Back at the Visualization Lab, the students experienced how that information was transformed into 3D or virtual reality programs that allow you to “dissect” real images of a brain into its constituent parts. They learned how these technologies are not just for fun, but increasingly used by neuroscientists and neurologists to find tumors, diagnose disease, or prepare for brain surgery.

They also experienced a simple version of a brain-machine interface, where suction-cup electrodes placed on a volunteer’s hands measured the electrical activity from opening and closing their fist and sent it to a nearby computer. Similar transmissions, both from muscle to computer and from computer to muscle, are being used to power advanced prosthetics and wearable devices that will soon come to market.

Other portions of the program informed students about how the biggest “brains” of the scientific world — data centers and computing clusters, such as RCC’s Midway — power today’s largest scientific collaborations.

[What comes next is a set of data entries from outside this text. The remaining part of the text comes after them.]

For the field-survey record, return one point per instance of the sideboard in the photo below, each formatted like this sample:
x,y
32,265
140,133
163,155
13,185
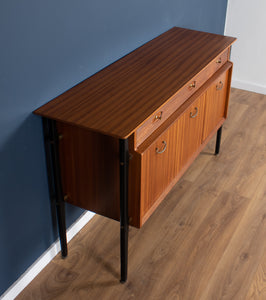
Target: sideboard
x,y
117,142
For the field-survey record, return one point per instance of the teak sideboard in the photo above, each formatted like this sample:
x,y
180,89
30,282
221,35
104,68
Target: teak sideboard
x,y
118,142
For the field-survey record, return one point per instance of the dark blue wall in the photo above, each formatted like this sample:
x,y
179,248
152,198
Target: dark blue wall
x,y
46,47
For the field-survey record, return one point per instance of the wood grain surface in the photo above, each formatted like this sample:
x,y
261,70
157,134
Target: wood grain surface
x,y
119,98
207,240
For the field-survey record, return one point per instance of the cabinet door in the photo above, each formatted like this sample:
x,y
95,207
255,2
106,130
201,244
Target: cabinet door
x,y
192,127
159,166
216,104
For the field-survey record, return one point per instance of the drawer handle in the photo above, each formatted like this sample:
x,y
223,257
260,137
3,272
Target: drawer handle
x,y
193,84
219,86
164,148
196,113
159,117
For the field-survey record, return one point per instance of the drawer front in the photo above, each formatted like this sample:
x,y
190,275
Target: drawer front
x,y
152,123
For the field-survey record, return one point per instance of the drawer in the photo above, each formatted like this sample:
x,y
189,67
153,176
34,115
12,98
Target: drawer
x,y
173,103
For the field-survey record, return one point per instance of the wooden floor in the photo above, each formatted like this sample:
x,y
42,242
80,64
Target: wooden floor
x,y
207,240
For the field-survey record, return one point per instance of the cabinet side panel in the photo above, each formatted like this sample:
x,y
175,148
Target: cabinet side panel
x,y
90,170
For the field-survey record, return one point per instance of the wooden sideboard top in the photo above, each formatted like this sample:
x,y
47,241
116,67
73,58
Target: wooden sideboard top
x,y
118,99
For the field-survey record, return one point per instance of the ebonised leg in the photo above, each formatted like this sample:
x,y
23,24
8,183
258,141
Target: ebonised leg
x,y
54,178
218,140
124,156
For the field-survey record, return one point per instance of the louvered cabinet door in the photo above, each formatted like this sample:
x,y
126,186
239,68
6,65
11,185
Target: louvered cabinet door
x,y
191,131
159,167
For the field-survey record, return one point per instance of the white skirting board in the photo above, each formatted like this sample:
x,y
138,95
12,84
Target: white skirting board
x,y
44,259
249,86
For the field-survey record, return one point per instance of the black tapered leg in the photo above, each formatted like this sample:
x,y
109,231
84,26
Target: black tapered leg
x,y
54,178
124,156
218,140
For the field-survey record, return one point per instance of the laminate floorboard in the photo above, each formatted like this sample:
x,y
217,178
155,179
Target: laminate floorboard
x,y
206,240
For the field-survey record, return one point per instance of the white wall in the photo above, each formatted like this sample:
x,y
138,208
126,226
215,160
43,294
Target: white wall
x,y
246,20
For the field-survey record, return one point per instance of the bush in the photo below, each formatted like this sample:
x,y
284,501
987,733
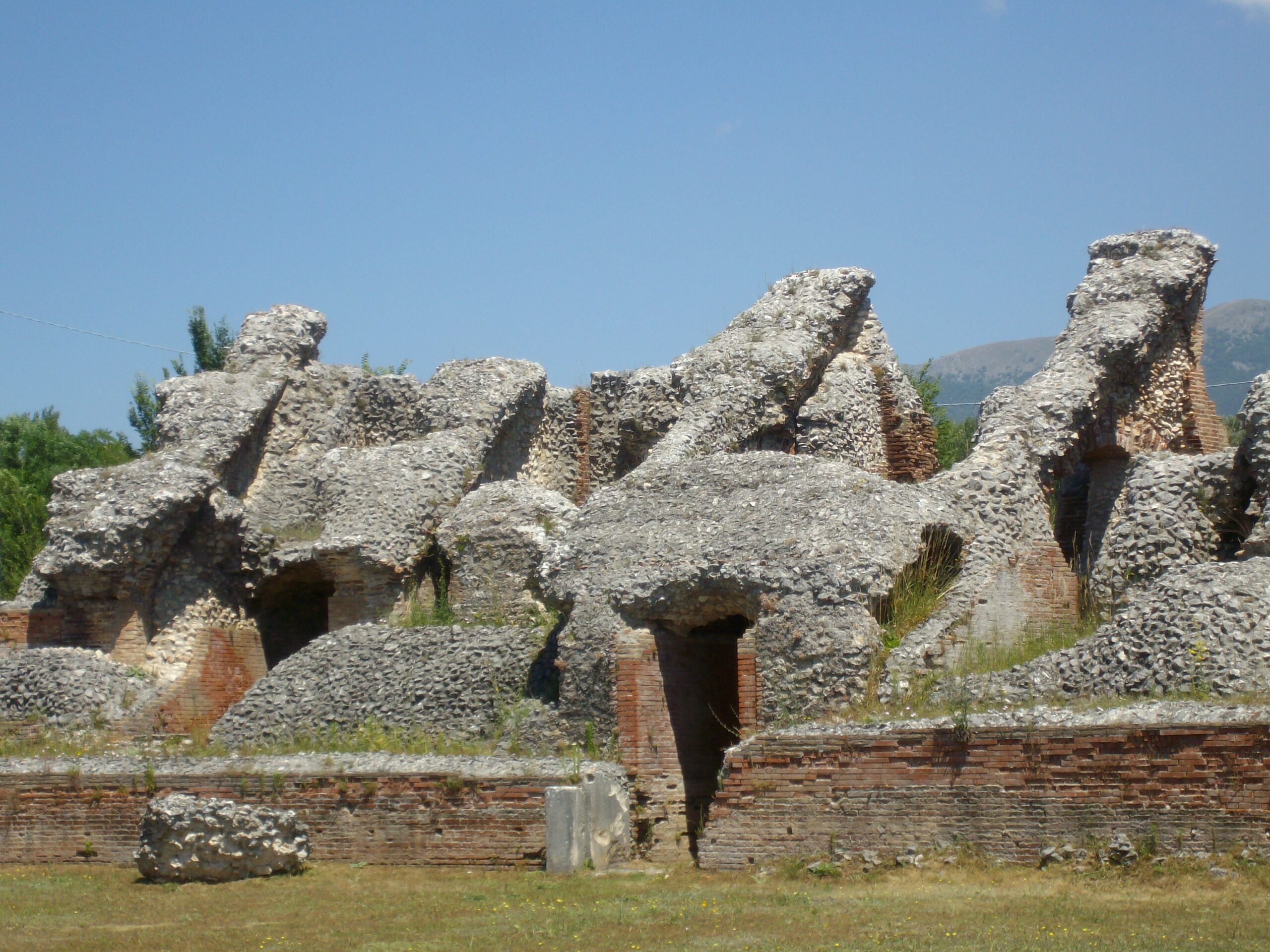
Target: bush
x,y
953,440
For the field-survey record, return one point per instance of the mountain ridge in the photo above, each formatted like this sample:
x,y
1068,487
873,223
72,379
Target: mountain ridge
x,y
1236,348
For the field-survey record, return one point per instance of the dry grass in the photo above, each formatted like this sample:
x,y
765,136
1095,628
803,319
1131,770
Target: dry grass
x,y
395,909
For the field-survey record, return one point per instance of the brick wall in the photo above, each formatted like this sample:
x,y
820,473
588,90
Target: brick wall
x,y
1009,791
656,674
910,437
226,663
418,819
1051,586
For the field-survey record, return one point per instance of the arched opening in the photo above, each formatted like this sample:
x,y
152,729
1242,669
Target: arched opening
x,y
291,611
701,681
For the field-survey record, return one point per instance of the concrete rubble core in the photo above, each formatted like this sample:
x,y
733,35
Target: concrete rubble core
x,y
674,558
212,839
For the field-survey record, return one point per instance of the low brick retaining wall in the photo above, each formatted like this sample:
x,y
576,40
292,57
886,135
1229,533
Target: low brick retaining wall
x,y
1008,790
374,809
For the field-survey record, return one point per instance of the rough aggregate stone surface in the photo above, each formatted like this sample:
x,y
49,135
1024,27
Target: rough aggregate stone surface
x,y
211,839
446,679
67,687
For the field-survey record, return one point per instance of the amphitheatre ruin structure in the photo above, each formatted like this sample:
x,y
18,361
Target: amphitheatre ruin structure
x,y
691,575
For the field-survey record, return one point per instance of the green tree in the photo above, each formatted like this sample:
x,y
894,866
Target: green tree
x,y
382,371
211,347
33,450
953,440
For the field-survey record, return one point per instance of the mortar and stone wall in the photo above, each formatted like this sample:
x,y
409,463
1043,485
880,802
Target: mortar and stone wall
x,y
1008,787
366,808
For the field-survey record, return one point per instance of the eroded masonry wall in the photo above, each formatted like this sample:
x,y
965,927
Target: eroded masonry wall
x,y
1006,791
461,817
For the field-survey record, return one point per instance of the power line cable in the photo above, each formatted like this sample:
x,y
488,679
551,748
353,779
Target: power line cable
x,y
1209,386
98,334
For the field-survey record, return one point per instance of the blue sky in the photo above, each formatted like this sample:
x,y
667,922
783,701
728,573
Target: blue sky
x,y
599,186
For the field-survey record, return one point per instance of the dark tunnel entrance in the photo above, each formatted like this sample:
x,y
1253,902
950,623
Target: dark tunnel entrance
x,y
291,611
700,676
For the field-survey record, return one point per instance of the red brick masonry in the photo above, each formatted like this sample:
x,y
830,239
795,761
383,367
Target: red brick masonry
x,y
1008,791
365,817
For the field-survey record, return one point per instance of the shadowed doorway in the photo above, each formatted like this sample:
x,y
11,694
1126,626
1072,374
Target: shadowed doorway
x,y
702,695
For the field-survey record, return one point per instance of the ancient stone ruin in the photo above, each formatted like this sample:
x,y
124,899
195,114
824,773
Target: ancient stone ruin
x,y
677,565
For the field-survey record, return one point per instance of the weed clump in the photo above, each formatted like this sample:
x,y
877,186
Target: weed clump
x,y
920,587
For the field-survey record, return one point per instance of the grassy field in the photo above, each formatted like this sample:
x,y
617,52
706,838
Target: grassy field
x,y
338,907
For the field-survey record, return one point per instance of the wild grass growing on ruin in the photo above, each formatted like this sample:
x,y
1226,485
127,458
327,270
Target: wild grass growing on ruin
x,y
421,611
295,532
972,905
920,587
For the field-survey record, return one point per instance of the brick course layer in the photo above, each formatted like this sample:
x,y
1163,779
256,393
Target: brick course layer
x,y
1008,791
426,819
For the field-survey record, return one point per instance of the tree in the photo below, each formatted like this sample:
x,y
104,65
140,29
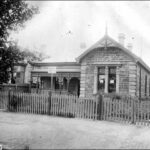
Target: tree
x,y
13,15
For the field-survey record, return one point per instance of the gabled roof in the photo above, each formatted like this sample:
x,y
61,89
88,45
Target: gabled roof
x,y
109,42
54,63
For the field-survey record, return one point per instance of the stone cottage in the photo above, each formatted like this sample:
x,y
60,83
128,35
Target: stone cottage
x,y
106,67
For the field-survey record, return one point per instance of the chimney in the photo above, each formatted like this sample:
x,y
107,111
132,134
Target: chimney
x,y
130,46
121,38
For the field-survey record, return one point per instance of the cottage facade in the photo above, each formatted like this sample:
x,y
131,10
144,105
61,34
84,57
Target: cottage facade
x,y
106,67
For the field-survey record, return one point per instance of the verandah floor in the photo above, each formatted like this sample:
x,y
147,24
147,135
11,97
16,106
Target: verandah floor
x,y
41,131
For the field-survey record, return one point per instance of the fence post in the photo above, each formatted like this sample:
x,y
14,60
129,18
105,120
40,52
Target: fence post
x,y
9,100
133,111
49,102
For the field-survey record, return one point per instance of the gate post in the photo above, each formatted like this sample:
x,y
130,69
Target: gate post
x,y
49,102
99,107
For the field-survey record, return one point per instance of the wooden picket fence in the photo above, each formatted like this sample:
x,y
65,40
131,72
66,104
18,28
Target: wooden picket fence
x,y
125,109
52,104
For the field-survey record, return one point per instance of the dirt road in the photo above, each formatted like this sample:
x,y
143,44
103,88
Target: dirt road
x,y
47,132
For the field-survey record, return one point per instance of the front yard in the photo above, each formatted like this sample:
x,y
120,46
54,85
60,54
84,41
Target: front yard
x,y
47,132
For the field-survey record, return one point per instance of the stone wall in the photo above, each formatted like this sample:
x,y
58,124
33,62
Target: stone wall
x,y
111,56
143,73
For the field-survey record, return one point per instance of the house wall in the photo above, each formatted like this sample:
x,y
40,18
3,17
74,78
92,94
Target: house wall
x,y
114,57
143,73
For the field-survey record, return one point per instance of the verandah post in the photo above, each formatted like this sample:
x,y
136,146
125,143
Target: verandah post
x,y
49,102
99,106
133,110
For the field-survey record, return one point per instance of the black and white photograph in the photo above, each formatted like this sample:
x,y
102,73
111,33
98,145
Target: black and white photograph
x,y
74,74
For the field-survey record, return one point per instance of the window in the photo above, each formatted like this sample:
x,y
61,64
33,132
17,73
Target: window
x,y
140,83
149,87
112,79
101,79
145,85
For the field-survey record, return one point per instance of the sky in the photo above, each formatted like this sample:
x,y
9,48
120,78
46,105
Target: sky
x,y
65,29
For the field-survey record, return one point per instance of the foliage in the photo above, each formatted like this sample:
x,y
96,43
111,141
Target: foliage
x,y
14,13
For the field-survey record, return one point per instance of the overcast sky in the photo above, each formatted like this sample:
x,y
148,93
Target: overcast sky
x,y
65,29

Yuxing Peng, another RCC computational scientist, used the visualization wall to explain the CERN Large Hadron Collider, the International Space Station, and other global projects that generate massive streams of data, shared for simultaneous analysis at hundreds of laboratories.

Peng traced the history of today’s of supercomputers back to the ENIAC machine, the first general-purpose electronic supercomputer, used by scientists in the 1940’s to invent atomic technology. By comparing today’s devices to yesterday’s room-sized machines, he left the students with an important challenge.

“Nowadays, our cell phone is faster than that computer, what will you do with that power?,” Peng said. “This new technology can change our lives; we are now in an ocean of digital information. Welcome to the new digital era.”